TULSA, Okla. (AP) _ A federal court in Tulsa on Friday struck down a state law requiring minor women to notify their parents before having an abortion.

An opinion by U.S. District Judge Claire V. Eagan said the 1-year-old law was unconstitutionally vague and failed to follow guidelines of the U.S. Supreme Court.

Specifically, the judge ruled that the law did not provide an exception to the parental notification requirement when there is a medical emergency.

She said it also did not adhere to a Supreme Court requirement that notification laws give young women an avenue to go into court to show that they are mature enough to make a decision on an abortion.

The lawsuit was filed by Nova Health Systems, which does business as Reproductive Services, an abortion provider in Tulsa.

Defendants were Dean Gandy, executive director of University Hospitals Authority; Mike Fogarty, chief officer of the Oklahoma Health Care Authority; Terry Cline, state mental health commissioner; David Boren, president of the University of Oklahoma and James Halligan, president of Oklahoma State University.

Assistant Attorney General Elizabeth Sharrock, who defended the law, was unavailable for comment Friday afternoon.

Gov. Frank Keating, who was in Dallas on Friday, said he hopes Eagan's ruling ``will be quickly reversed.''

``The reality is we're talking about children who are going to have an abortion. That's a surgical procedure. To say that for me as a dad not to be notified of that _ but I would be notified if my child took two aspirin at school _ that's absurd,'' Keating said.

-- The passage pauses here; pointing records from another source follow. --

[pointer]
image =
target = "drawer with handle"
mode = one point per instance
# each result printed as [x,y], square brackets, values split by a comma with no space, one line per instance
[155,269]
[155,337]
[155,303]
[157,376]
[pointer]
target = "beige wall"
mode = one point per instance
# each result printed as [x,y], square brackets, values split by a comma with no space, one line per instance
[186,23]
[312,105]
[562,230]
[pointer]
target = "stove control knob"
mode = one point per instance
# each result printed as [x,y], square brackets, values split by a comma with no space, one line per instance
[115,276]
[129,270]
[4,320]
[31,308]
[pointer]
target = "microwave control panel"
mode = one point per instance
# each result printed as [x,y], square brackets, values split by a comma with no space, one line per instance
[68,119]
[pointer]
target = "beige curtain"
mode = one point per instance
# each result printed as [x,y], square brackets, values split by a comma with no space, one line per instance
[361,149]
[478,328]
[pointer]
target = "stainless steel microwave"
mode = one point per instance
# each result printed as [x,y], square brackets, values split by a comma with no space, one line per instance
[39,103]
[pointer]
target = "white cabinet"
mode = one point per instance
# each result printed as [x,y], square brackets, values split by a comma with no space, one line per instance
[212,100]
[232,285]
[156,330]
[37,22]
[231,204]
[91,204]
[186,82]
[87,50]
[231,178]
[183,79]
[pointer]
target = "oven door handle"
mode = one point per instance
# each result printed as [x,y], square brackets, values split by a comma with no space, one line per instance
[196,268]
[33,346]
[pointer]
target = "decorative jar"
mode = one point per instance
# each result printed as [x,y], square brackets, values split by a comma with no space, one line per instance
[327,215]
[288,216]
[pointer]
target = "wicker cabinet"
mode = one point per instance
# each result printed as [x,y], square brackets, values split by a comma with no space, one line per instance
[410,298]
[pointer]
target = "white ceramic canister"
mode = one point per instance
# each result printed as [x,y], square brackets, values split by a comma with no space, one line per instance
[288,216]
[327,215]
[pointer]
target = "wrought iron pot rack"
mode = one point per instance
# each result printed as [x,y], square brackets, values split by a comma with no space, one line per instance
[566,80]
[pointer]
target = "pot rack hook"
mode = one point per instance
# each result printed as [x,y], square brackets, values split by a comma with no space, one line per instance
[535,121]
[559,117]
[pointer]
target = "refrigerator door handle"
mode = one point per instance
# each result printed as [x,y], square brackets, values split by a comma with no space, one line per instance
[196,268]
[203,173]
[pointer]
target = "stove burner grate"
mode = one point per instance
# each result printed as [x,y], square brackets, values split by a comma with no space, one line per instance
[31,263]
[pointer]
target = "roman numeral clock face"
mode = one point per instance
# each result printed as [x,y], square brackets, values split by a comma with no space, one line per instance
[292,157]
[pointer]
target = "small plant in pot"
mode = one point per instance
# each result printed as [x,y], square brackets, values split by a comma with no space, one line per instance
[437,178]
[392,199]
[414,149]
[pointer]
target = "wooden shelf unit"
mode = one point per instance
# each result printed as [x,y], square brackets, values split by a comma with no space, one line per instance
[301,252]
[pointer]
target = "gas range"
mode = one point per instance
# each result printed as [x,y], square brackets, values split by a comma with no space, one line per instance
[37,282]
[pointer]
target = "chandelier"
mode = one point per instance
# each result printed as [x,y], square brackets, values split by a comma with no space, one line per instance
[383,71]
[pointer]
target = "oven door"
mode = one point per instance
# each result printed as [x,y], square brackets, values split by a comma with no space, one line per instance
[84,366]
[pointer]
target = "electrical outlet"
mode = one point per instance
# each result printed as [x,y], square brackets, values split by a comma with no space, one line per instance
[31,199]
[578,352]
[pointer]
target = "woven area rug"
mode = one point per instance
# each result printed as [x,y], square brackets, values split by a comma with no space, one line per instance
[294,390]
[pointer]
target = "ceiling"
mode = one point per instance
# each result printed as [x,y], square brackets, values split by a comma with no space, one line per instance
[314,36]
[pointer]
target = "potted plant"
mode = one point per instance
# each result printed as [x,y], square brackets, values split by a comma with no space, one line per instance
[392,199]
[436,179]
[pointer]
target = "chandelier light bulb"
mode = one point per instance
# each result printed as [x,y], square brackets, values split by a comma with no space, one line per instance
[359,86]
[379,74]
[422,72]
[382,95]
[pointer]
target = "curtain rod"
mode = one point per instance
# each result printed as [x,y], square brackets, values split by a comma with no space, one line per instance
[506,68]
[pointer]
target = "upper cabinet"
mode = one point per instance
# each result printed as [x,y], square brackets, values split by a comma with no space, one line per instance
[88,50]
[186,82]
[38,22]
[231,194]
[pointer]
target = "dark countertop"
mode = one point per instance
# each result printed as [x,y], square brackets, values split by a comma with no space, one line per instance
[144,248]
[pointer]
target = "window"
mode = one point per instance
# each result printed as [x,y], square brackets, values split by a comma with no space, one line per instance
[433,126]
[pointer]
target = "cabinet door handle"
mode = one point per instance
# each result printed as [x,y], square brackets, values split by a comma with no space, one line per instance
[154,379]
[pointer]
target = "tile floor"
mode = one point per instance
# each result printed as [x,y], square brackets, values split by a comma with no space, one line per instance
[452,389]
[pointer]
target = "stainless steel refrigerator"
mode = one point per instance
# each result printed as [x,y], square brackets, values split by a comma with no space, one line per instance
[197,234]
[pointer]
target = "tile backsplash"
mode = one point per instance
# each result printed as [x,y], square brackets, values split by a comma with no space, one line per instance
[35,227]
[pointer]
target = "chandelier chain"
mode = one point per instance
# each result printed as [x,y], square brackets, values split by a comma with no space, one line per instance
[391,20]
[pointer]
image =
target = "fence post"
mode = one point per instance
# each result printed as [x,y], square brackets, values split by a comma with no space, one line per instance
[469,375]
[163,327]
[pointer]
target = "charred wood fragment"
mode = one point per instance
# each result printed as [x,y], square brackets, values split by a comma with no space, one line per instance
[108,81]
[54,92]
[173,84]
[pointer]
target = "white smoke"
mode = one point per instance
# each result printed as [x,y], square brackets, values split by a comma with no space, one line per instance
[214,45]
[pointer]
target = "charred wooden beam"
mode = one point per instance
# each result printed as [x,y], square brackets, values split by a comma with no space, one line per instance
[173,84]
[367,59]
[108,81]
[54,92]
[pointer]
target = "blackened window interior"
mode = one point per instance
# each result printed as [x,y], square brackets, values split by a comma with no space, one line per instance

State Sen. Scott Pruitt, R-Broken Arrow, one of the law's authors, said he would consider drafting new legislation on the issue.

``Young people 17 and under should not be making these decisions on their own,'' he said.

Bebe Anderson, who represented the plaintiffs, said it was ``an important ruling for minor women in Oklahoma who have a right to obtain abortion services within the state.

``This law did not meet the requirements that the U.S. Supreme Court has laid down for laws that interfere with that right.''

Anderson is an attorney for the New York-based Reproductive Law and Policy.

The law went into effect June 4, 2001, after Keating signed it.